The header lines explain the meaning of notation found in the body section of the VCF, as well as information about the reference and software used to produce the VCF. The last header line lists the column titles for information, and the last column has the sample name. VCF can be used to represent multiple samples, and in that case, each sample would have it's own subsequent column.

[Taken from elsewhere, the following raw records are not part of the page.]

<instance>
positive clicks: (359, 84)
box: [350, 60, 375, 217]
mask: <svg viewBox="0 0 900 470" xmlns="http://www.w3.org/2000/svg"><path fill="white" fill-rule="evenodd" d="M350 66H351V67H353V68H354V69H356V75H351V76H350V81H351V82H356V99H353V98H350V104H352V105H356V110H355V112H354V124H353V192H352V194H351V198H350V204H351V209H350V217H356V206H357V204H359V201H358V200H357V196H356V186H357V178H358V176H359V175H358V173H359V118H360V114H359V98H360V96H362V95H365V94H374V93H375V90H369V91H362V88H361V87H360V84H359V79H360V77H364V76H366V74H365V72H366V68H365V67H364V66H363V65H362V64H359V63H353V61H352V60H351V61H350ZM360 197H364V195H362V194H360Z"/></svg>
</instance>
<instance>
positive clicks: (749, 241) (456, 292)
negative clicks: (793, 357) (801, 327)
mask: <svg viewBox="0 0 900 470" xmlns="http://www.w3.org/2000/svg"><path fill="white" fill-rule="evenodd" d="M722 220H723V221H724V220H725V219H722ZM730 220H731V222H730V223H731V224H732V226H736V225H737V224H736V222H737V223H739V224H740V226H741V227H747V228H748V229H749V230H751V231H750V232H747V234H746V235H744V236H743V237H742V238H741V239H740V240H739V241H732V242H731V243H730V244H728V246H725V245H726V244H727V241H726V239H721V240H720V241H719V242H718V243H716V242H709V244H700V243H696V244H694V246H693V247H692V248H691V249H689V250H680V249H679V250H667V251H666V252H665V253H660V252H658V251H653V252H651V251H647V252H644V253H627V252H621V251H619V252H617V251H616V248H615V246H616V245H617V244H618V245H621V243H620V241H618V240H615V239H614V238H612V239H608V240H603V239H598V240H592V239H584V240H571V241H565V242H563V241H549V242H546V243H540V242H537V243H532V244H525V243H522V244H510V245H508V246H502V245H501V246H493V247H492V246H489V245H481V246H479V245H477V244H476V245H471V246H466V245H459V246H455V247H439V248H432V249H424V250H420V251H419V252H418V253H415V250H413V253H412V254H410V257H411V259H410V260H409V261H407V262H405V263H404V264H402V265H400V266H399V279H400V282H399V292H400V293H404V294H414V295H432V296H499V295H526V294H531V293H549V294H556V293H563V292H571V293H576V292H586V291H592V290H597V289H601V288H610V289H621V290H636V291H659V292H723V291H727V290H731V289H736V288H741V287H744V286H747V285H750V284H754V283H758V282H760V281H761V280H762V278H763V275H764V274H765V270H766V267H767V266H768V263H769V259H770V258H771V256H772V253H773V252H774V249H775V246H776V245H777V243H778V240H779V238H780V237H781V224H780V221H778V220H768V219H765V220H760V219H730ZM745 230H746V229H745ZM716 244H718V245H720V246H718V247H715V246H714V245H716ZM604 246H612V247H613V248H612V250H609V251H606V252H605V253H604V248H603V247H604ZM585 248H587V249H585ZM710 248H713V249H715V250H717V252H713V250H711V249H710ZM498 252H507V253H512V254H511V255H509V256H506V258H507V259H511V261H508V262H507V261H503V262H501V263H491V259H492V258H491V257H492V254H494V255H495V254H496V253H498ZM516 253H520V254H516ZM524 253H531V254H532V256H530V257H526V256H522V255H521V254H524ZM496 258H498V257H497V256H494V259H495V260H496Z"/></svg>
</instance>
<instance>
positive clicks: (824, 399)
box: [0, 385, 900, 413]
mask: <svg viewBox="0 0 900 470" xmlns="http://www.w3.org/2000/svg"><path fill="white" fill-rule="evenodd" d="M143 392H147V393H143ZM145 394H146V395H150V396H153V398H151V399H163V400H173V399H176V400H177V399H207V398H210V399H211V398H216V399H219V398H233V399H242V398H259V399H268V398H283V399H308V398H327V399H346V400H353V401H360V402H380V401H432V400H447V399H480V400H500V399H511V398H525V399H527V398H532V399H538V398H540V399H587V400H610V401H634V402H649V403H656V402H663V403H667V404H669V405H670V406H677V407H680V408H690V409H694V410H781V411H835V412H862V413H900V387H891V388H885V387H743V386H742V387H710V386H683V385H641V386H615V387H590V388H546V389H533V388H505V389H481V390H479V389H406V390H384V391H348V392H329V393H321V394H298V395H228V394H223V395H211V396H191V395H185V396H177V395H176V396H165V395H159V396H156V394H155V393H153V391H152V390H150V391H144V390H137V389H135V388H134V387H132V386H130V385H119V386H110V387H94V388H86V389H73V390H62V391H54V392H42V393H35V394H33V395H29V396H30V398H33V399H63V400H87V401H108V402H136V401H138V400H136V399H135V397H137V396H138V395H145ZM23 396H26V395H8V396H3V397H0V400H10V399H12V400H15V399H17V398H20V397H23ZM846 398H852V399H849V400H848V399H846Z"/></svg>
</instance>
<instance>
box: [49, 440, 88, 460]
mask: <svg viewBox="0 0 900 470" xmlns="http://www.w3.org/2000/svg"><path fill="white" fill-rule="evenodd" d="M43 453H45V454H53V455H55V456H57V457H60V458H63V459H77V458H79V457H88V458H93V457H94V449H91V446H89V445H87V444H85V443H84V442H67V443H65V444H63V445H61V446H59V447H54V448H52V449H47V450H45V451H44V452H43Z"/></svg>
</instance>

Let's look at the body section in table format:

CHROM	POS	ID	REF	ALT	QUAL	FILTER	INFO	FORMAT	NA12878
chr10	96521422	.	A	G	60.28	.	AC=2;AF=1.00; ….	GT:AD:DP:GQ:PL	1/1:0,3:3:9:88,9,0

Fixed fields (same for all samples in the VCF) CHROM - Chromosome POS - Position ID - Identifier. May be present if the VCF was annotated with known variants, for example, rs numbers from dbSNP. REF - Reference sequence base ALT - Alternate base, comma separated list of non-reference alleles (usually) found in the samples represented by the VCF QUAL - Phred scaled quality score for the variant, i.e. \(10log_{10}\) prob(call is wrong). FILTER - PASS if this position has passed all filters, otherwise the name of the filter islisted. INFO - Additional information

Genotype fields (one per sample): FORMAT - This field specifies the format that will be used to give information in each sample column. VCF can represent In this case, we see GT:AD:DP:GQ:PL, which corresponds to the values 1/1:0,3:3:9:88,9,0. GT - Genotype, encoded as allele values separated by either '/' (unphaseD) or '|' (phased - known to be on the same chromosome arm). The allele values are 0 for the reference allele and 1 for the first allele listed. AD - Allele depth at this position for the same, reference first followed by first allele listed DP - Read depth at this position for the sample GQ - Genotype quality PL - Genotype liklihoods

For more on the rich VCF format, see the VCF format specification from Samtools

VCF Quality Control

It's always a good idea when writing a new pipeline, to ask: How well did our variant calling perform? In this case, the best way to check the performance would be to compare the variants we called in this exercise matched the "known" variants for NA12878 in the NIST callset. That exercise is beyond the scope of this workshop.

Add our VCF to IGV

We can add a VCF track to our IGV windows.

Go to back to IGV on demand
Click the File menu and select Load from File
Select the file na12878.vcf

We'll see a variant track appear above the coverage track. Hover over the colored blocks on the variant track in order to see the information in the VCF.